Jack: Getting back to Dunphy’s point about everyone being pissy: innovation engenders imitation. It’s when that imitation is applied indiscriminately that problems arise.
With Batman, a dark approach makes sense; here’s a guy who does what he does because he is driven by horrific childhood trauma to impose order upon a chaotic universe.
Superman, though, is basically just a nice guy who does what he does because he can. He’s your buddy who volunteers to help you move because he has a pickup truck and he knows you don’t. And Green Lantern is a happy-go-lucky guy who stumbles upon a magic ring that grants wishes. It makes no sense to try to force either of those properties into the brooding Batman mode; but DC seems to have this idea that its superhero movies have to be serious, and it’s made them a crashing bore.
The Marvel movies have been more successful, to my mind, because they’ve given their heroes different motivations. Spider-Man does what he does out of guilt, Iron Man for the thrill of discovery, Captain America out of a sense of duty to his fellow man, Thor for the kick of busting heads. No one-size-fits-all approach here.
Chris: I think the DC movies, Batman aside, are basically trying to ape the feel of successful Marvel franchises like Spider-Man and X-Men, forgetting the fact that what made the Marvel characters popular in the first place was their angst. They came along in the ’60s, when angst was abound.
Jack: Jeff, have you read Grant Morrison’s All-Star Superman? There’s plenty of life in that old horse yet, even with Bizarro, the bottle city of Kandor, Mr. Mxyzptlk, Krypto the Super-Dog, and ultrasonic signal watches. By making Superman a genuine and sympathetic presence at the eye of a storm of wackiness and irony, he becomes simultaneously more human and more nobly godlike.
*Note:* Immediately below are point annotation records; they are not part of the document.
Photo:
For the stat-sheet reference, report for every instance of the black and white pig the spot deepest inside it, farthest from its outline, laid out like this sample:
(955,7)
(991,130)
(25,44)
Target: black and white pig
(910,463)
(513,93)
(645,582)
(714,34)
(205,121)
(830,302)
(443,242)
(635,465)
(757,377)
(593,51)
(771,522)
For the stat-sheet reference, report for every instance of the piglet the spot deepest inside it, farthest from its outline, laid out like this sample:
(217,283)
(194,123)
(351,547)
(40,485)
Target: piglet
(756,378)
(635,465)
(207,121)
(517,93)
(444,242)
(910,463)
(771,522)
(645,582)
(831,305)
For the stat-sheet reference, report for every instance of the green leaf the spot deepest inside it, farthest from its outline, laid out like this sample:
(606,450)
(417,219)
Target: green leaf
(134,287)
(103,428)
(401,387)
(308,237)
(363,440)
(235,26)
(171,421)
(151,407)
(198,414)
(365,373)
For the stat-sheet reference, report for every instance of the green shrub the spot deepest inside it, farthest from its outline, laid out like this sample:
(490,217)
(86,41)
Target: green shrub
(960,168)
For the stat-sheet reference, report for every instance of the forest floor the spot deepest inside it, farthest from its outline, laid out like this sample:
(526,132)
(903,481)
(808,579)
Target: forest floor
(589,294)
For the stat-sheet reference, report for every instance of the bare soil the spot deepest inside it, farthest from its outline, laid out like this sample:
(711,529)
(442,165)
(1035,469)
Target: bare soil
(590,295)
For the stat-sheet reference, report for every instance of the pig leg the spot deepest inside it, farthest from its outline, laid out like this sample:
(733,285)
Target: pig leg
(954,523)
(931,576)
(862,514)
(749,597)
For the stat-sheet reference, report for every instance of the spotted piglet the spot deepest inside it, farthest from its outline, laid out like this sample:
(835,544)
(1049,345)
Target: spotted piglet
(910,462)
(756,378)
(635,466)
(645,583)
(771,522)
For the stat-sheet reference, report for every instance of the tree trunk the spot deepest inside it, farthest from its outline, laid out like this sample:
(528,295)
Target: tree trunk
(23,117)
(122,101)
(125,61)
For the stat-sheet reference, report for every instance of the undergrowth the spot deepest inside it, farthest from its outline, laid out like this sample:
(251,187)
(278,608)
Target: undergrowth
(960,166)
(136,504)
An odd comparison, maybe, but: they’ve managed something similar in the last few seasons of Doctor Who — you can empathize with and relate to the Doctor, to an extent, but he remains a figure of awe and wonder. It’s all about the framing, about the people and situations with which he is surrounded.
That’s why I reckon the most important casting in a Superman movie isn’t who’s going to play Superman, but who’s going to play Lois Lane and Jimmy Olsen.
Jeff: Oh, I loved All-Star Superman, and I think you’re absolutely right about why it’s so great. But how do you take that spirit and bring it to the big screen? I don’t see it happening — not in a live-action project, anyway.
Matt: I’m with Jack, except the part about stuffing Christopher Reeve’s corpse into a Superman costume.
I think where Warner Bros has always gotten it wrong in the modern era is that they assume that what makes a movie like Dark Knight popular is its tone (dark, grim, gritty) where it’s really matching the tone to the character.
I love the first two Donner films, but we have yet to see anybody even try to execute on a great Superman concept in the digital age. Not that I’m a huge fan of CG everything, but come on — you could show Superman doing EVERYTHING he does in the comics without an FX team breaking a sweat.
Another problem is the “why” of the superhero — even in Green Lantern, as I understand it, the Warners/DC “brain trust” had to make the damn thing about daddy issues. Why can’t Green Lantern be a superhero because it’s cool to have a ring that does anything you can imagine? Why can’t Superman be a superhero because he’s called to do the right thing and use his amazing powers for good? With someone like Zod in the mix, that’s a pretty easy dichotomy to set up — Zod uses those same powers for evil. Luthor uses his intellect for evil, where Superman would assume the only way to use such ability is to help others. It has to be true to each character, not to whatever the last successful superhero movie was.
Kelly Stitzel: The only reason I want to see this movie is Michael Shannon as General Zod.
That is all I have to contribute to the conversation.